Reading The Threat Matrix
Once again, the nation is on edge, amid warnings that terrorists may strike--somehow, sometime, somewhere. How real is the danger?
The sources are sketchy and often unreliable--interrogations of al Qaeda detainees, reports from CIA operatives overseas or FBI field agents, intercepted phone calls and E-mails, even menacing postings on the Web. Most of the threats are vague and uncorroborated. Some are little more than guesswork. A sudden spike in telephone calls to a known terrorist accomplice might signal a pending attack. Or a compelling tip outlining a sinister plot might turn out to be the rantings of someone with a history of mental health problems.
Deep inside the Central Intelligence Agency's sprawling headquarters in Langley, Va., a team of experts in the Counterterrorism Center sifts through this kind of raw material. Its task: to produce the "Threat Matrix," a daily top-secret compendium of the latest intelligence about potential terrorist plots and activities.

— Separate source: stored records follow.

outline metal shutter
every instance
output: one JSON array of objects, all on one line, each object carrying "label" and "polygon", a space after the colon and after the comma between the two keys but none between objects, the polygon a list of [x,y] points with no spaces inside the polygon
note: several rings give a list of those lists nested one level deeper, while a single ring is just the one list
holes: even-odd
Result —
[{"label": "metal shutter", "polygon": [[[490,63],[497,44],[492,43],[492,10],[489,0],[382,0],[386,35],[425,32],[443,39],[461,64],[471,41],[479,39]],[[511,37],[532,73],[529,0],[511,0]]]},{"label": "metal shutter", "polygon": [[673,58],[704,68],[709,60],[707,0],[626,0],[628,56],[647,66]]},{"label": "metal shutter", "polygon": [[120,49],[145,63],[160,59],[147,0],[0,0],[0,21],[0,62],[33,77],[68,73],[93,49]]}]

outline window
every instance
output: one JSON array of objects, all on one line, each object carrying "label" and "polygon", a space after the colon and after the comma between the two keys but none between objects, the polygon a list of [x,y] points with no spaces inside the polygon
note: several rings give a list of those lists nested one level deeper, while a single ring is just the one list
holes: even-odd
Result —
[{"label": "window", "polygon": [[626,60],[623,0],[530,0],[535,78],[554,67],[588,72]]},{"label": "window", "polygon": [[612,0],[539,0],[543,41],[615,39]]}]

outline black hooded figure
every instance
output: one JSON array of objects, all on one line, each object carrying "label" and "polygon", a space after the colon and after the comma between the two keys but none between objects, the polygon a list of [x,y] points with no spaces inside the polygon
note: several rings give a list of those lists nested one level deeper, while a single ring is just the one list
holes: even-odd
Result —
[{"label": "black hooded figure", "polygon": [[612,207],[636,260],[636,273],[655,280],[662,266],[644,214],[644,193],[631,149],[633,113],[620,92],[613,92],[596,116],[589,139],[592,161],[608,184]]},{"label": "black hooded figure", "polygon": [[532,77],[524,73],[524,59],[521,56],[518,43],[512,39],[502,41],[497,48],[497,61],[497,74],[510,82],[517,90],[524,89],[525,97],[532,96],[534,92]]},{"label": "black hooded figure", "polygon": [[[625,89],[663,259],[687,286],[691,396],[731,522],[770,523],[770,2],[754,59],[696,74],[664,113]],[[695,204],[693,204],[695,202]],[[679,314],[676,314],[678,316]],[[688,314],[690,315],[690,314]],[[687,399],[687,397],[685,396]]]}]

Specialists from both the agency's analytic and covert branches work side by side, assembling clues from every corner of the U.S. government for what officials regard as the key early-warning system for possible terrorist attacks.
Throughout the day and into the night, the CIA team culls the reporting to focus on the most pressing, alarming, or credible threats. Slowly, the next day's matrix takes shape. Analysts assemble the spreadsheetlike document--ranging in length from several pages to two dozen--which describes each potential threat, the warning's source, and the government's reaction. The matrix evolves as the vast threat database is updated around the clock. By sunrise, the team makes its final changes. A CIA briefer, often accompanied by CIA Director George Tenet, carries a copy to the White House for a daily 8 a.m. meeting with President Bush and his top advisers. Copies also go out to every agency that works on homeland security.
Last week, Americans got a sense of the threat matrix--and what makes it so problematic for officials--as they were inundated with a series of ominous warnings, as vague as the original threats. Television news crews clogged the Brooklyn Bridge after information leaked out about a possible threat to that and other New York City landmarks. Officials in Orlando, Fla., reported a confusing threat against the water system. Other advisories were issued about possible subway system plots and terrorist scuba divers. The fresh case of jitters was reminiscent of the weeks following September 11, as the stock market hiccuped and nervous officials canceled events like a 119th-birthday party for the Brooklyn Bridge. This flood of warnings coincided with a spike in what intelligence officials call "chatter," or communications between suspected terrorists. But it also comes amid a burgeoning congressional inquiry into intelligence failures by the FBI and others before the September 11 attacks (box, Page 30).
The drumbeat intensified as senior officials offered a range of alarming predictions. Vice President Dick Cheney repeated his assertion that al Qaeda will certainly strike again. Secretary of Defense Donald Rumsfeld said terrorists will inevitably obtain weapons of mass destruction. FBI Director Robert Mueller forecast the inevitability of suicide bombers. And Democratic Sen. Bob Graham of Florida, the chairman of the Senate Intelligence Committee, reported that two dozen "extremists" may have entered the United States in recent weeks after hiding aboard containerships.